Add cross-provider multipart upload support by nuwang · Pull Request #333 · CloudVE/cloudbridge

nuwang · 2026-06-26T16:05:36Z

Summary

Adds a clean, provider-agnostic multi-part upload capability to CloudBridge. Large objects can now be uploaded reliably and memory-efficiently across AWS S3, Azure Blob, GCP Storage and OpenStack Swift (and therefore the moto mock).

Two things are delivered together:

Explicit lifecycle API — obj.create_multipart_upload() → upload_part(n, data) → complete(parts) / abort(). Parts may be uploaded in any order / in parallel; complete assembles them in ascending part-number order.
Transparent handling — upload() / upload_from_file() route inputs above a configurable threshold through the same mechanism, streaming one part at a time so large payloads are never fully buffered. Existing signatures and return values are unchanged.

Why

Large-object handling was inconsistent across providers: Azure and GCP buffered whole files into memory, Swift's single-PUT path failed above 5 GB, and only AWS/Swift handled large files well.

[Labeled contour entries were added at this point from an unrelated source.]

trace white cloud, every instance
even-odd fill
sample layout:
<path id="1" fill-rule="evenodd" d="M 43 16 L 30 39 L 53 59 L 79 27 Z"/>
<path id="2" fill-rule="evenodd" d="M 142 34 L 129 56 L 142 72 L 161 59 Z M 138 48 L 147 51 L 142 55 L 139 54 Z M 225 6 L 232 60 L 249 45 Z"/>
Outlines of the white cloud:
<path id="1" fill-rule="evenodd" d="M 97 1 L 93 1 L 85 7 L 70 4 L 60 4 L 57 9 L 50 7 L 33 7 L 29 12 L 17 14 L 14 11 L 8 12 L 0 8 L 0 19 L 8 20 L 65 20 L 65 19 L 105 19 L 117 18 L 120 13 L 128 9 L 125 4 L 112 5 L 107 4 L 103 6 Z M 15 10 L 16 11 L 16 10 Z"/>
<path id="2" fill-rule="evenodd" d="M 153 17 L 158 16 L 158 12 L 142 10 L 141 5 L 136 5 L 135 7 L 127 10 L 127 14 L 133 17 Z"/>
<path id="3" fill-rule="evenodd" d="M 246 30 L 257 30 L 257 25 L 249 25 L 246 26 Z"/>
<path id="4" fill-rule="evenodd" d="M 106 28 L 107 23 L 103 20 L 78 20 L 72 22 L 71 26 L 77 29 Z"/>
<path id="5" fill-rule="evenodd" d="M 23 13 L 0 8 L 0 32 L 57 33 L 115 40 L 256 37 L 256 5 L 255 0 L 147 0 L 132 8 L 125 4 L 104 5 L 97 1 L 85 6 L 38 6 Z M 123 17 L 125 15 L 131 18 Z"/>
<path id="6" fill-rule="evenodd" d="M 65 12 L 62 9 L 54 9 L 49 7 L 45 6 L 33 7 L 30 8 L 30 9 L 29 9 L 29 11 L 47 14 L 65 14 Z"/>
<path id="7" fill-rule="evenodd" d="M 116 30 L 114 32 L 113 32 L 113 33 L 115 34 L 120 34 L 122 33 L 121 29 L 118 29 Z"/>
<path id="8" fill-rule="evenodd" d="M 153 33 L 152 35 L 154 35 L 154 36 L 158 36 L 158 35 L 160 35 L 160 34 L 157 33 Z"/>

This makes behaviour uniform, safe, and memory-efficient everywhere, and gives callers a single provider-agnostic API.

Design

Follows CloudBridge's three-layer (interface → base → provider) + subservice + @dispatch-event pattern:

Interfaces — new MultipartUpload / UploadPart, BucketObject.create_multipart_upload(), and four BucketObjectService methods.
Base — concrete BaseMultipartUpload (delegates to the _bucket_objects service) + BaseUploadPart; a memory-efficient streaming driver in BaseBucketObject; config knobs CB_MULTIPART_THRESHOLD / CB_MULTIPART_PART_SIZE (env + per-provider override) with a 5 MiB minimum enforced.
Providers — native S3 multipart; Azure block blobs (stage_block/commit_block_list, with a documented no-op abort since Azure has no server-side cancel); GCS objects.compose over temporary part objects with >32-source chaining + cleanup; Swift Static Large Objects with a manifest PUT. upload_from_file() keeps each provider's superior native path where one exists (AWS upload_file, Swift SwiftService); Azure's whole-file in-memory upload is replaced with a streaming path (removing the now-unused create_blob_from_* helpers).

Tests

New object-store tests — roundtrip, out-of-order parts, abort, transparent multipart, single-shot threshold, part-size validation. Written TDD-first against the moto mock; they run on the mock provider in CI without credentials and on aws/azure/gcp/openstack when selected via CB_TEST_PROVIDER. Existing object-store/storage suites remain green; flake8 (project CI config) is clean.

Backward compatibility

upload() / upload_from_file() keep their existing signatures and return semantics; only an internal threshold branch is added. The small-input path is unchanged.

Known limitation

GCS's >32-part compose chaining has no automated coverage (mock CI is AWS-only, and cloud tests use 3 parts). The logic is straightforward but only executes on very large GCS uploads.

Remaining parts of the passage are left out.